- Born: Margot Beahan Shnayerson June 20, 1981 (age 45) New York City, U.S.
- Education: Brearley School Holderness School Dartmouth College
- Occupations: Journalist; blogger;
- Relatives: Michael Shnayerson (brother)

= Maggie Shnayerson =

American journalist and blogger

Maggie Shnayerson (born Margot Beahan Shnayerson June 20, 1981 in New York, NY) is an American journalist and blogger. She was an editor at Gawker Media's flagship site, Gawker.com and has written for TIME magazine, the New York Sun, and the New York Post. Before joining Gawker, Shnayerson was the public relations director for the Village Voice and the New York Sun.

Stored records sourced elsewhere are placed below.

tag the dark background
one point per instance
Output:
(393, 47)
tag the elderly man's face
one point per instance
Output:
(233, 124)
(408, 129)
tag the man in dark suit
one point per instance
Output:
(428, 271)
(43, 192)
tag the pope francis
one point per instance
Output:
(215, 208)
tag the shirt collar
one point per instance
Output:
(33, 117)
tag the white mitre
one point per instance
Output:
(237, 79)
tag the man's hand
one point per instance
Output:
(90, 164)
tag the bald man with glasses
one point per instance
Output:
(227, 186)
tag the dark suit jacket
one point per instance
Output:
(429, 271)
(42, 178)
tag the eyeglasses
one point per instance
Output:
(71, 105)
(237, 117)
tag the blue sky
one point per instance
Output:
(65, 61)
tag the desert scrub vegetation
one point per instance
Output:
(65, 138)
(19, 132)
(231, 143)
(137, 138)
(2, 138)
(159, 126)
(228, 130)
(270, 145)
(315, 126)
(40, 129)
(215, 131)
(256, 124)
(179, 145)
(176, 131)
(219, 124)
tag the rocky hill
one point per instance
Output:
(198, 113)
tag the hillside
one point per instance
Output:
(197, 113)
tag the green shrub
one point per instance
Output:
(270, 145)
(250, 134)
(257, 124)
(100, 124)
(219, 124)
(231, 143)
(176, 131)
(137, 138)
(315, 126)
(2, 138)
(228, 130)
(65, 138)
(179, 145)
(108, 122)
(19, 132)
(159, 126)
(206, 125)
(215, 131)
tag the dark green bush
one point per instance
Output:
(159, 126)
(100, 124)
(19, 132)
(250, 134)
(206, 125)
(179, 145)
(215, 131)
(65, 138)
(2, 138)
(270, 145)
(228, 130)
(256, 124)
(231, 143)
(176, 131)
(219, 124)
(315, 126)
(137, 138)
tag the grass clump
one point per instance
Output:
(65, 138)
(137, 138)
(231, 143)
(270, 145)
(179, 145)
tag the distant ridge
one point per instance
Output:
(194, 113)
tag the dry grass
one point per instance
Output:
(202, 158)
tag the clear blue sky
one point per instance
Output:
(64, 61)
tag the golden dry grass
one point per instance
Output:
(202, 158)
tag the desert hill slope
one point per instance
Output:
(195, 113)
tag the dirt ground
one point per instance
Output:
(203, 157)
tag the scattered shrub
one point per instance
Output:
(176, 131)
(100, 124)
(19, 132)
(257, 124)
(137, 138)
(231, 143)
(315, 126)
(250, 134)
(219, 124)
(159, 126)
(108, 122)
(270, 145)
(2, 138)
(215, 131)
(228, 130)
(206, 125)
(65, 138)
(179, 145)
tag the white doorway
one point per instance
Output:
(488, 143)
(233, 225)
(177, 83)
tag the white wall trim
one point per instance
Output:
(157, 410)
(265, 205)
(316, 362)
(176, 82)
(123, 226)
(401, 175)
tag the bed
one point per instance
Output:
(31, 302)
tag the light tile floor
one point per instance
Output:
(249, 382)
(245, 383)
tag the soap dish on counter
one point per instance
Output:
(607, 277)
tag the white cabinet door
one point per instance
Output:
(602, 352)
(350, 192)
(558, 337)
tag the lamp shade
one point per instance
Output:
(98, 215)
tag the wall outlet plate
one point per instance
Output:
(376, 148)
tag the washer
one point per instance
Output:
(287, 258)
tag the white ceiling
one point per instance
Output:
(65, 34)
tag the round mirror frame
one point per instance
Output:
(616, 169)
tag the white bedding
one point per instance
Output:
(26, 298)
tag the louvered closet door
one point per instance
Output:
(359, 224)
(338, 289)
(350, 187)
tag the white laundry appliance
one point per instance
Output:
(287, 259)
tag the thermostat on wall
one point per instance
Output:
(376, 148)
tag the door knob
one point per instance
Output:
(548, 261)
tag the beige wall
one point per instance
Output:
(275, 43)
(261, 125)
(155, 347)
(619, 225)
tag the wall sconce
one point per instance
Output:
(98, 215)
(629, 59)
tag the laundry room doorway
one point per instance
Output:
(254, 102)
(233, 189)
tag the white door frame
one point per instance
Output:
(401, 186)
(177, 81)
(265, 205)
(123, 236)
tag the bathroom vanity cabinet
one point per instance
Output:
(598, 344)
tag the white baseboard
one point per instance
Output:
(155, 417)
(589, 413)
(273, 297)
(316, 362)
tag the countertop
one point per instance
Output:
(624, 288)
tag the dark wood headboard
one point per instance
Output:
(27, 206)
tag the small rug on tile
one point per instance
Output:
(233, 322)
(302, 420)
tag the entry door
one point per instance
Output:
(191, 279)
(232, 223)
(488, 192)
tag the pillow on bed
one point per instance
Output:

While at Gawker, Shnayerson's coverage of benefit cuts for freelancers working at media giant Viacom was credited by The Nation as having "helped instigate one of the most unlikely and successful labor campaigns of recent years." On February 25, 2008, Shnayerson was fired via email by Gawker Media publisher Nick Denton for failing to bring in enough page views under the company's new web traffic-based payment system. Several other Gawker editors left the site shortly before Shnayerson's departure, citing the new compensation scheme among their reasons for doing so.

==Personal life==
Shnayerson is a graduate of Dartmouth College and attended the Brearley School and Holderness School. She's the daughter of the journalist and editor Robert Shnayerson, a former editor at TIME and of Harper's magazine. She is also the sister of Vanity Fair journalist Michael Shnayerson.